Devrimci, ilerici ve yurtsever örgütlü güçlere, sendikalara, emek-meslek örgütlerine, yazar ve gazetecilere; seçilmiş siyasetçilere, akademisyenlere vb. yönelik bir sürek avı başlattı. Devrimci örgütlere yönelik kesintisiz süregelen operasyonlarla çok sayıda devrimci ya katledildi ya da tutsak düştü. Toplumun geniş kesimlerine yönelen bu saldırı furyasının amacı bir bütün olarak işçi sınıfı ve emekçilere korku aşılamak ve onlara diz çöktürmekti. İktidar dizginsiz bir devlet şiddetiyle, gözaltılarla, tutuklamalarla ve katliamlarla büyük bir teslimiyet iklimi yaratmayı hedefledi. Bu hedef doğrultusunda, işçi sınıfı ve emekçilerin kazanılmış haklarına göz dikildi, sınıfın örgütlenmesinin önüne yeni engeller çıkarıldı, devrimci-demokratik muhalefet güçleri hedef tahtasına konuldu, sindirilmeye çalışıldı.

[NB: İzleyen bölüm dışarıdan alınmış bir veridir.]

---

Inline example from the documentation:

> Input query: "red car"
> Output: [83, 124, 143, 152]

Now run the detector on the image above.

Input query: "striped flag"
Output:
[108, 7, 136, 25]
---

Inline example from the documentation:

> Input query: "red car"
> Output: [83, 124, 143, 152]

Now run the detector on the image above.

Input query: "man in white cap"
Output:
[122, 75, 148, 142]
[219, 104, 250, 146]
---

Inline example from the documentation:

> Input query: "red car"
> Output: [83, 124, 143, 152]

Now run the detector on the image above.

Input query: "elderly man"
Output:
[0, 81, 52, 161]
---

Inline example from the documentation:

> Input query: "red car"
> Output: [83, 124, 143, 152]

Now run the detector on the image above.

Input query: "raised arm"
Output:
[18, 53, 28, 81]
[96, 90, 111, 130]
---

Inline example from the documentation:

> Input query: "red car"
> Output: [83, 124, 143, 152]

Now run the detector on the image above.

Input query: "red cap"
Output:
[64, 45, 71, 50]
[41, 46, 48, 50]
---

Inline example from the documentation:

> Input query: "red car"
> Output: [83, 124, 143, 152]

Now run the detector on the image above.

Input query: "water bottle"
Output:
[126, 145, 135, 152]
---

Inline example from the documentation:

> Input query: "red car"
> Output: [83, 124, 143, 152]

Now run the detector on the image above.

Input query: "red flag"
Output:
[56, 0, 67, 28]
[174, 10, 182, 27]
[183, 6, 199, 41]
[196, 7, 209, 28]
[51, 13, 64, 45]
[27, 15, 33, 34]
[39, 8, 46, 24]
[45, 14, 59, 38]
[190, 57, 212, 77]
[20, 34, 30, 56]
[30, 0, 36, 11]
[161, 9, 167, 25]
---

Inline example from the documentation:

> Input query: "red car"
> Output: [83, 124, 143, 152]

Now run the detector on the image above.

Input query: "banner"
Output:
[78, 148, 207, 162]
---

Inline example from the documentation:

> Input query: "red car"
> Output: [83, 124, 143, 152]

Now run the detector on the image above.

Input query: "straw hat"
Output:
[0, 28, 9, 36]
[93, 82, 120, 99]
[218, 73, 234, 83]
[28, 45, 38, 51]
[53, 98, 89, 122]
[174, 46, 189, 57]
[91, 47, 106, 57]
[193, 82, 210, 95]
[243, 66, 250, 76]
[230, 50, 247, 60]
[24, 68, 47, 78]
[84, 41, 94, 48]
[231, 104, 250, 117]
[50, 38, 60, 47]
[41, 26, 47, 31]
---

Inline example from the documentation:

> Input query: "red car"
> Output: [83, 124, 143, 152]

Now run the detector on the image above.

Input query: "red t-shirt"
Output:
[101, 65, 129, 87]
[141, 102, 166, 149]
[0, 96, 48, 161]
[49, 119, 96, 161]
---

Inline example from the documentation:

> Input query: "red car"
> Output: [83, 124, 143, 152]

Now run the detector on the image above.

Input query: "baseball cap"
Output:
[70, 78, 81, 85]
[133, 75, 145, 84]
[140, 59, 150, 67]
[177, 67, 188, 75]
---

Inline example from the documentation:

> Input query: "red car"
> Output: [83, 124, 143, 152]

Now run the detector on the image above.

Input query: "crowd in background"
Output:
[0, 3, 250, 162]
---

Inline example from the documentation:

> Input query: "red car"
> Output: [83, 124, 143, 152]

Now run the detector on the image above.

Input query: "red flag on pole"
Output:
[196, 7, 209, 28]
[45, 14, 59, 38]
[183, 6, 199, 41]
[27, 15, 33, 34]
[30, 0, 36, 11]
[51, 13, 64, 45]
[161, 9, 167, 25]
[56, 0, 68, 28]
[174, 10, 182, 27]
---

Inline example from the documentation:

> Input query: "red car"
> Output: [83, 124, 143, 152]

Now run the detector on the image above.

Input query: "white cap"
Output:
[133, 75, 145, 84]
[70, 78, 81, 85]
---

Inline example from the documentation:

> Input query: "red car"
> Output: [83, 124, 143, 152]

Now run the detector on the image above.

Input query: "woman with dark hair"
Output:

İktidar gasp ederek, şiddet ve zorla, baskı ve tehditle tek bir merkezden tüm ülkeyi adeta bir holding gibi yönetmeye soyundu. Uluslararası emperyalist güçlerin, komprador burjuvazinin daha fazla sömürü, daha ucuz iş gücü, esnek ve güvencesiz çalışma pahasına daha çok kâr elde etmesinin önündeki engeller teker teker ortadan kaldırılmaya çalışıldı.

Kadın ve LGBTİ+ derneklerine, çeşitli amaçlarla kurulan devrimci-demokratik mevzilere savaş açıldı. Kayyum politikası da, tüm bu süre içinde halkın iradesine ipotek koyma, gasp etme adına yürürlüğe sokulan en önemli araçlardan biri oldu.

Kayyum, Kürt düşmanlığı ve asimilasyon demektir

İktidar, hegemonya mücadelesine giriştiği Gülen Cemaati’yle ilişkili olduğunu iddia ettiği hemen tüm medya, okul ve sermaye gruplarının mallarına-paralarına kayyum marifetiyle el koyarken bu yöntemi devrimci-demokratik ve yurtsever güçler için de işlevli kıldı.

KHK’larla sorgusuz sualsiz yüzbinlerce kamu emekçisini kapı önüne koyan iktidar, kayyumu giderek toplumun tüm kesimleri üzerinde adeta “Demokles’in Kılıcı” haline getirdi. Kuşkusuz kayyum politikasının en yıkıcı ve çarpıcı olduğu alan ise belediyeler oldu.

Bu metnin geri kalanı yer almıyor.